俺は説明を読み切ると、スマホを投げ捨てた。


「ふざけてんのか!何なんだこの軽さ!しかも、突然こんな所に連れて来て、1000億貯めないと帰れないだと!誰だ、こんな事する奴は!おい、出て来い!」


と言っても誰も答える筈はない。

俺は虚しくスマホを拾い上げる。


「ん?」


スマホ画面を見て気付く。

次のページがある事に。

俺は次のページを開く。


「あ、そうそう。言い忘れたけど、この世界にはレベルは無いよ。基本的に生身の身体が基本だから。ただ、スキルと言うのはあるから、それを駆使して頑張ってね!死んだらそこで終わりだよ!では、アディオス!」


・・・クソムカつく!

ムカムカとしてくるのを押さえ、とりあえず魔石換金ガチャアプリを開く。

先程は一番上が「0G」だったはずなのに今は「15G」に。「1日1回無料」だったのが「1回100G」に変わっていた。

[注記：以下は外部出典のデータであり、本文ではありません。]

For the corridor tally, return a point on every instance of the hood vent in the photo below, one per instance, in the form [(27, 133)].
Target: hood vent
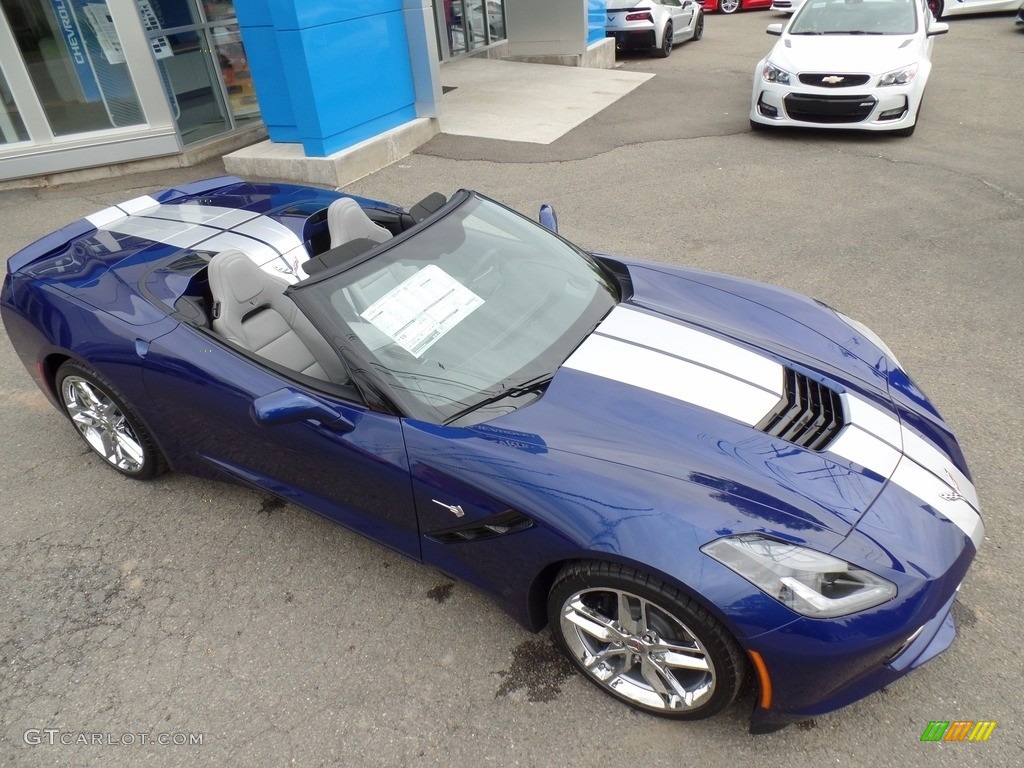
[(809, 414)]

「そんな事はいいんだよ!」と独り言を言いながら、アプリ画面の右下の「初回無料11連」を引いてみる事に。

ガチャマシーンが踊り出し、中のカプセルが飛び跳ね、排出口からカプセルが11個飛び出しメッセージが出る。


「R魔法の水筒をゲット!(画面をタッチして次へ)」


えらく・・・凝ってんな。

俺は画面をタッチする。


「Rマジックテント3人用をゲット!(画面をタッチして次へ)」


・・・一々ムカつくな。

俺は画面をタッチしまくる。


「Nパン10個をゲット!」

「SR鑑定の指輪をゲット!」

「R鉄の剣をゲット!」

「N冒険者の服上下をゲット!」

「Nパン10個をゲット!」

「N冒険者の靴をゲット!」

「HN革鎧をゲット!」

「UR無限鎖球をゲット!」

「SR召喚の指輪をゲット!」


画面に獲得したアイテムが表示され、「獲得したアイテムは全てストレージに入りました。」のメッセージが。

俺はストレージを開けて中を確認する。


「ゲームと一緒でアイテムにランクがあるんだな。とりあえず、パンはいいとして、水筒。喉がカラカラだ。」


俺はストレージから魔法の水筒を取り出す。

名前的に魔法瓶かと思っていたが、出て来たのはシューズ入れくらいはありそうな大きさの革製の袋状の物だった。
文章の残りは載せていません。